# nonsmoker



## jancho

Hello.

How would you say "nonsmoker" in several languages? It is a noun meaning someone who doesn't smoke cigarettes.

Please mention both natural gender, man/woman.

Czech: _nekuřák m/nekuřačka f_

Thank you.


----------



## sokol

German:
Nichtraucher (man)
Nichtraucherin (woman)


----------



## Volcano

*Turkish:

Sigara içmeyen*


----------



## jazyk

In Portuguese:

não fumante.


----------



## phosphore

Serbian: _nepušač_, m.


----------



## Hakro

Finnish:

*tupakoimaton*


----------



## apmoy70

In Greek:
Ο μη καπνιστής, _m._ (O mi kapnist*i*s)
Η μη καπνίστρια, _f._ (I mi kapn*i*stria)


----------



## Frank06

In *Dutch*: 
- niet-roker (m/f)
(niet-rookster (f) sounds incredibly odd in my ears).

Frank


----------



## Saluton

Russian:
некурящий (man)
(некурящая (woman) sounds odd too, people would rather just say она не курит - "she doesn't smoke" about her)


----------



## Outsider

jazyk said:


> In Portuguese:
> 
> não fumante.


Also *não fumador m. / não fumadora f.*


----------



## T-ching

Spanish
*No fumador* (man)
*No fumadora* (woman)


----------



## kusurija

In Lithuanian:
nerūkantis/nerūkanti [m./f.]


----------



## robbie_SWE

In Romanian it's:

*nefumător *(m.),* nefumătoare *(f.)

In Swedish it's: 

*icke-rökare*

 robbie


----------



## Hakro

Saluton said:


> Russian:
> некурящий


This may be a bit off-line but I can't help telling that in Finnish "savuton" means non-smoking; for example "savuton puoli" means non-smokers' side in a restaurant.

* Saluton*, are you savuton?


----------



## Saluton

I am 
The nickname comes from Esperanto, though


----------



## Encolpius

*Hungarian*: nemdohányzó
*Manx*: neuyaagheyder


----------



## DearPrudence

In *French*:
*"un non fumeur" *(man)
*"une non fumeuse"* (woman)


----------



## Johnny Milutinović

phosphore said:


> Serbian: _nepušač_, m.


I'd just like to add the feminine form, for the sake of the thread: 

*непушачица*


----------



## ahmedcowon

*Arabic:*

m. *غير مدخن* /_ghayr mudakh'khin_/
f. *غير مدخنة* /_ghayr mudakh'khina_/


----------



## Grefsen

robbie_SWE said:


> In Swedish it's:
> 
> *icke-rökare*


Norwegian:

*ikke-røyker*


----------



## nimak

*Macedonian*:

*непушач* (nepušač) ['nɛpuʃat͡ʃ] _n. masc._, _lit. "no-smoker"_; _plural_ *непушачи* (nepušači) [nɛ'puʃat͡ʃi]
It is used for both men and women.

The feminine form *непушачка* (nepušačka) [nɛ'puʃat͡ʃka] is rarely used.
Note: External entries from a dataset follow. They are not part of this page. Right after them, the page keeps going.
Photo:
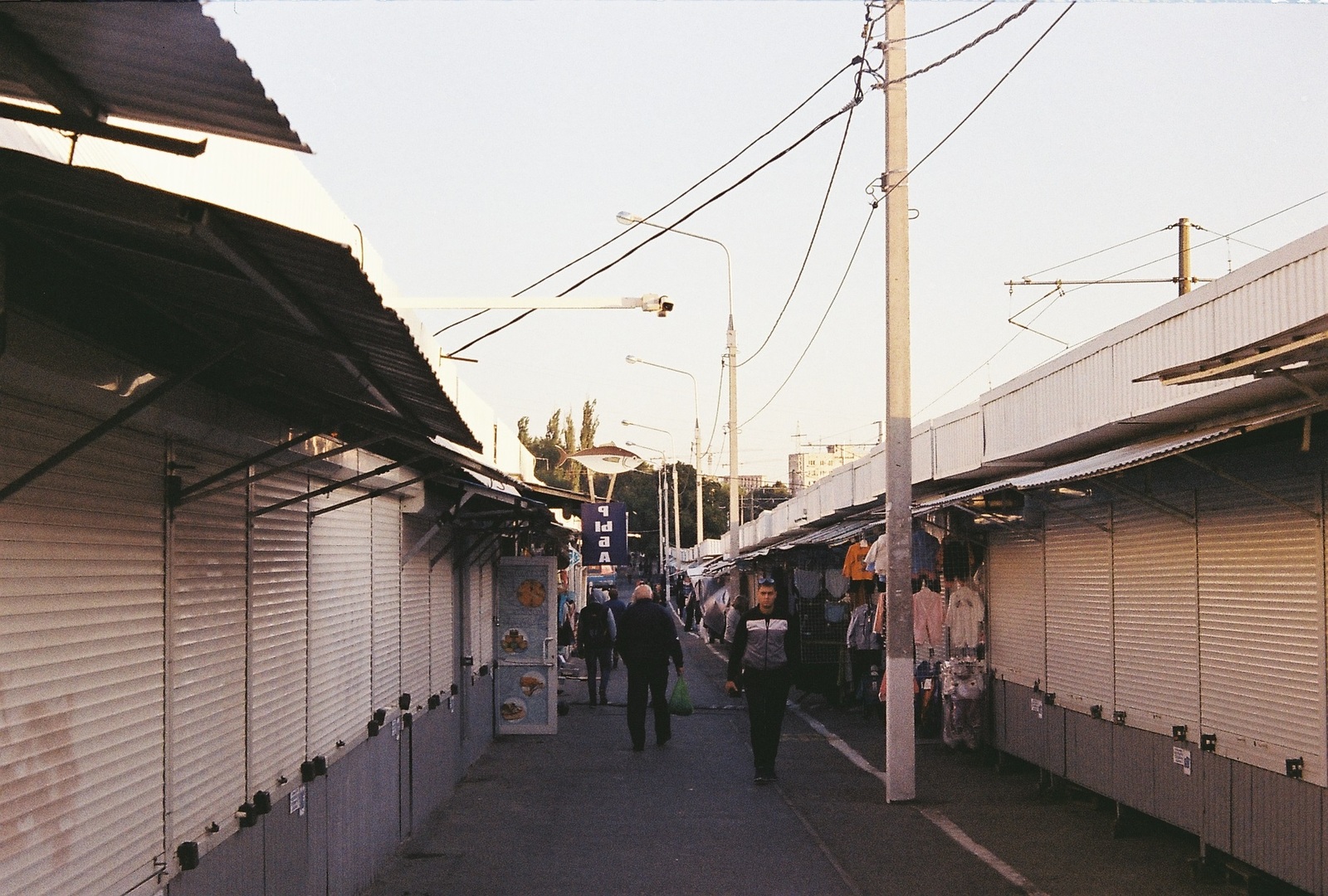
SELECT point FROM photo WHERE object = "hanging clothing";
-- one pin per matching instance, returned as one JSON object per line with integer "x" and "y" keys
{"x": 964, "y": 617}
{"x": 925, "y": 548}
{"x": 876, "y": 557}
{"x": 853, "y": 567}
{"x": 929, "y": 617}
Its plural is *непушачки* (nepušački) [nɛ'puʃat͡ʃki]


----------



## bibax

In Czech we nearly always distinguish the gender, at least in singular.

sing.
Pavel je *nekuřák*. = Paul is a non-smoker.
Anna je *nekuřačka*. = Ann is a non-smoker.

plur.
*nekuřáci* (men or mixed men/women)
*nekuřačky* (women only)


----------